Your “solution” is interesting—if I understand correctly, that R while knowing the itinerary from Num 33 placed the Elohist story here to account for the first 2 missing stops in Edom. Yet as noted above, this conflicts with verse 4 that places the Israelites outside of Edom, and not in it. My particular take is, in this case, that there are no good solutions here—just conflating traditions.
Cheers
As you mention in the previous contradiction, the bronze-serpent story seems to be out of place. The current contradiction may give additional support to this idea, since a comparison between Numbers 21 and 33 reveals that either Zalmonah or Punon must have been the sight of the bronze-serpent pericope, yet the location is never made explicit, and there is no attempt at an etiology to explain the site’s name. This is admittedly an argument from silence, but this seems like a rather striking omission, and 21:10’s nonspecific “they set out,” with no indication from where they left, looks like a transition after an insertion.
“21:10′s nonspecific ‘they set out,’ with no indication from where they left…” Should read, “21:10′s nonspecific ‘the Israelites set out,’ with no indication from where they left…”
I made reference to the place-of-Aaron’s-death discrepancy last January, http://contradictionsinthebible.com/wilderness-of-paran-or-hazeroth/#comment-1599, and based on your follow-up comment, I thought that you knew about it or would include it. It’s telling that a Jewish tradition developed to “explain” the discrepancy, as mentioned in this entry from The Jewish Encyclopedia:
Sorry about that John. I’m just juggling way too much material here—can’t keep track of it all. Recently printed out the content of this website that I’m looking to publish as a book. It’s 500 pages of 11 point single-spaced font!
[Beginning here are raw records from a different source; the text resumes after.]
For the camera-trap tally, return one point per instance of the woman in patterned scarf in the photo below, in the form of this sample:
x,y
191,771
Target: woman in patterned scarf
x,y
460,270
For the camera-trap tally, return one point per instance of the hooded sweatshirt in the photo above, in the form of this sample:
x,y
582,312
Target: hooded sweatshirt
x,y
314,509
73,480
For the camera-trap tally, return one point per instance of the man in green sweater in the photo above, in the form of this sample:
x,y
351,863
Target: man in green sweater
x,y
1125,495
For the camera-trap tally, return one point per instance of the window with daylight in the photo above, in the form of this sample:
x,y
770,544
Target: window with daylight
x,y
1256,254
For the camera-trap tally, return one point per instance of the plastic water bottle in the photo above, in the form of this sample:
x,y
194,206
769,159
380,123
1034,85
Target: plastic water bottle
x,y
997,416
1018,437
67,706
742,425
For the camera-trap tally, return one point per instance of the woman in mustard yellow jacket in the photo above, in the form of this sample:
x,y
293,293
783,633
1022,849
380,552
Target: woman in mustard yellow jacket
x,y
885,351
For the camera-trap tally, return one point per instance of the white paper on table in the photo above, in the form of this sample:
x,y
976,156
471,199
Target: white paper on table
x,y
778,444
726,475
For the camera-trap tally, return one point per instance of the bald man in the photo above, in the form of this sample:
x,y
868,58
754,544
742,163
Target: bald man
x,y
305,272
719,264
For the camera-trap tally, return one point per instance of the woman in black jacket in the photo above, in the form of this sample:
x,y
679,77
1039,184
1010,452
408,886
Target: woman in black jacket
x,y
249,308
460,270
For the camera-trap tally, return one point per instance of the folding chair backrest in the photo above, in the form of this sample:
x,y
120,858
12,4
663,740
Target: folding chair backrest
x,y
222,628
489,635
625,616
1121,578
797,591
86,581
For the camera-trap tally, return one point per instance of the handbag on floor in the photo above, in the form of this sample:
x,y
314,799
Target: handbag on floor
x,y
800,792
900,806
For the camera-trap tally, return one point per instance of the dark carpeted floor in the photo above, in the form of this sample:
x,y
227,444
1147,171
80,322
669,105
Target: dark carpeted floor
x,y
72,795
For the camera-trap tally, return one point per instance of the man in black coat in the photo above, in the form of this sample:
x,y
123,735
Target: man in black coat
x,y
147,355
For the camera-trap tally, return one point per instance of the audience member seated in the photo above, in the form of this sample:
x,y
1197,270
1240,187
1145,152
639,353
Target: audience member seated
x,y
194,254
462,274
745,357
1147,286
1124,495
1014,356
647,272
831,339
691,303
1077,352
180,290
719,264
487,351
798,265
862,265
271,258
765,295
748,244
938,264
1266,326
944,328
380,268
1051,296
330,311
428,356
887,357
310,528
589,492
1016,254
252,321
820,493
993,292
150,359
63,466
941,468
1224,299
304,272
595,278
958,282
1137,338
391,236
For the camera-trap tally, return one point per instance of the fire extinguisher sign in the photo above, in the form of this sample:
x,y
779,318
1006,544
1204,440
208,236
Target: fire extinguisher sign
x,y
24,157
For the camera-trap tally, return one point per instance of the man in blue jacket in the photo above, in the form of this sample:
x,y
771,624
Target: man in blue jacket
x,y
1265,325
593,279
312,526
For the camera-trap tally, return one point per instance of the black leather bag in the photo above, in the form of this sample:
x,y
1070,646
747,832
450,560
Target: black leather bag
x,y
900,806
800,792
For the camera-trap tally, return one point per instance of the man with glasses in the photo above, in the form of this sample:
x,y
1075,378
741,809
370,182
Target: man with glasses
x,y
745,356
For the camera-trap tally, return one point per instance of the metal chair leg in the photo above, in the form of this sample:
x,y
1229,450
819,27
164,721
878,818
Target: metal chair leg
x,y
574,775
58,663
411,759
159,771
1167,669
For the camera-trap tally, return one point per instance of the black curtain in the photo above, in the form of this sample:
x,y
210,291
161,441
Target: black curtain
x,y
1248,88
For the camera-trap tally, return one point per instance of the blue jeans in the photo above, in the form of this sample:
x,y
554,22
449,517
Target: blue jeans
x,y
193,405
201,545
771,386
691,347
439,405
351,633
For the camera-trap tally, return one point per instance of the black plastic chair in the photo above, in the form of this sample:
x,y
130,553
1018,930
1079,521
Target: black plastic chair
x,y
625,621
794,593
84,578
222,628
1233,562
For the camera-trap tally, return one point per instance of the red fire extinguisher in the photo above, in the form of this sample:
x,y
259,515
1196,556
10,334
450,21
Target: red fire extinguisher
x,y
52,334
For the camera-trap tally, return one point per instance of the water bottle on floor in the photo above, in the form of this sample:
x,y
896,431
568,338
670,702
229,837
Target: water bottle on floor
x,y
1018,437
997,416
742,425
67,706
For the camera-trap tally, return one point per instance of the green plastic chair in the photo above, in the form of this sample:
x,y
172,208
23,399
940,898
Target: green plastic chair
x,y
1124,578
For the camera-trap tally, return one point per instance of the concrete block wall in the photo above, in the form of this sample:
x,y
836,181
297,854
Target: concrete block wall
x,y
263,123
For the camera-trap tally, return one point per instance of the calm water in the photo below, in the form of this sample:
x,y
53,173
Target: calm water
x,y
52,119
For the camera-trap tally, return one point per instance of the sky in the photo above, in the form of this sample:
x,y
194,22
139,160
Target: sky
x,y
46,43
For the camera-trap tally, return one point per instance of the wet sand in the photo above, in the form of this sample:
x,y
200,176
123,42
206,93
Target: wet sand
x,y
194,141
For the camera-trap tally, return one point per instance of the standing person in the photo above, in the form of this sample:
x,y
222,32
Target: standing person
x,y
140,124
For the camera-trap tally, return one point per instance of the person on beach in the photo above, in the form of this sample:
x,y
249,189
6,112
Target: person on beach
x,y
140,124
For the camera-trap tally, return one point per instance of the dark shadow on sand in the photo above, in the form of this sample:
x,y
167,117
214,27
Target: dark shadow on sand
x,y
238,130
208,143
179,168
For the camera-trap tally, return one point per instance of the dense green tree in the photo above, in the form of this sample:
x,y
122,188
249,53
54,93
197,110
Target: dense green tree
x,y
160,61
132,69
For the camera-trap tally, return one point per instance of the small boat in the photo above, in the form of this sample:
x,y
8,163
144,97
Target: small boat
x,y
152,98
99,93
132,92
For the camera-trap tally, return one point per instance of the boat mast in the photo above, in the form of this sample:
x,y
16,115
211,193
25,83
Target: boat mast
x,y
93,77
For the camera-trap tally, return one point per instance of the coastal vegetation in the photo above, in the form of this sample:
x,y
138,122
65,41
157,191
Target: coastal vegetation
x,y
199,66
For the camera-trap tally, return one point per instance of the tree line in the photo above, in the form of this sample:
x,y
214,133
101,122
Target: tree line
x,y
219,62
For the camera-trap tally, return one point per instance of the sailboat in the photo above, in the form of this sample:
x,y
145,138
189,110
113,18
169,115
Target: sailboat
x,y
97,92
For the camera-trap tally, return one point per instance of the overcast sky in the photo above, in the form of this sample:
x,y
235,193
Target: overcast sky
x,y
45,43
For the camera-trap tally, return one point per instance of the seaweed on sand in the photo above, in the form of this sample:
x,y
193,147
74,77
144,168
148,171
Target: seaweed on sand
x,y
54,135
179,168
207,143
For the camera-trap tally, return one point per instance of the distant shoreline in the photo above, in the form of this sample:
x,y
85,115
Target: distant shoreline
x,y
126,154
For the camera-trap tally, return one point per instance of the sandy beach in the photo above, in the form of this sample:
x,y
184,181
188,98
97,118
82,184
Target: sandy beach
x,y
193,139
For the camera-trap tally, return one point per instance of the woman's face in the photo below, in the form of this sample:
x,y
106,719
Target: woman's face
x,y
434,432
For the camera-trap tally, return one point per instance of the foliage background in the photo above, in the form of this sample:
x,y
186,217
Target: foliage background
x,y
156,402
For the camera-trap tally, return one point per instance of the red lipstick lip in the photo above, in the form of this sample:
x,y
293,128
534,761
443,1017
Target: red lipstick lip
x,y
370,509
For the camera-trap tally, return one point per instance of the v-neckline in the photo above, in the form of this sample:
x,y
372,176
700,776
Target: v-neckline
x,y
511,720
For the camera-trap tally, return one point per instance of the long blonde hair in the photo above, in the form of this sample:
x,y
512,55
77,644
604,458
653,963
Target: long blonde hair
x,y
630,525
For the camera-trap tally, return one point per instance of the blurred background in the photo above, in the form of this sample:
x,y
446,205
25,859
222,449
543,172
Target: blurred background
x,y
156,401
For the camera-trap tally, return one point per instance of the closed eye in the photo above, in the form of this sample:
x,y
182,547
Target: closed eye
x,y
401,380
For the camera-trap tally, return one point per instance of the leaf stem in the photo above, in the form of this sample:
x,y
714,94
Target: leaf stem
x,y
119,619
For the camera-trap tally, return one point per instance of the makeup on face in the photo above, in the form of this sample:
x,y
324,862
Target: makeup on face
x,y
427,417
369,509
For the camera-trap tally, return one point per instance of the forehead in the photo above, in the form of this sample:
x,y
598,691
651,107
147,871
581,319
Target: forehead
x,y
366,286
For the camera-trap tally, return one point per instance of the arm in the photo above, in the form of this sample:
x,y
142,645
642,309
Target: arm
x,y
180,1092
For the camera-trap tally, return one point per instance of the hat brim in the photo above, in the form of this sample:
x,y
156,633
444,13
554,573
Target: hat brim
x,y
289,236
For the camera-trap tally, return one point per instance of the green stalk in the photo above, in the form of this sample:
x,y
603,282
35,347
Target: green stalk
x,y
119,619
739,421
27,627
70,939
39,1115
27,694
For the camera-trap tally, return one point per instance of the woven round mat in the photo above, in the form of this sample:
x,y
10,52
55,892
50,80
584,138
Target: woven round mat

Interesting to see the rabbis’ “solution” is as much extra-textual as many modern attempts to… well shall we call a spade a spade and say ‘not harmonize these discrepancies,’ but more accurately neglect what these ancient traditions say and an understanding of why they say what they do in favor of legitimating an exterior theological framework that “dissolves” these voices away.
Dr. DiMattei,
Thanks for your response, I never knew the richness of the traditions and history priestly rivalries formed these particular contradictions! I do have another question though. During the narration of Aaron’s death in Deut. 10, it’s mentioned that immediately following his death the Levites were appointed as the official bearers of the Ark. Doesn’t this event happen at a completely different time and under different circumstances in other texts? If so, which ones?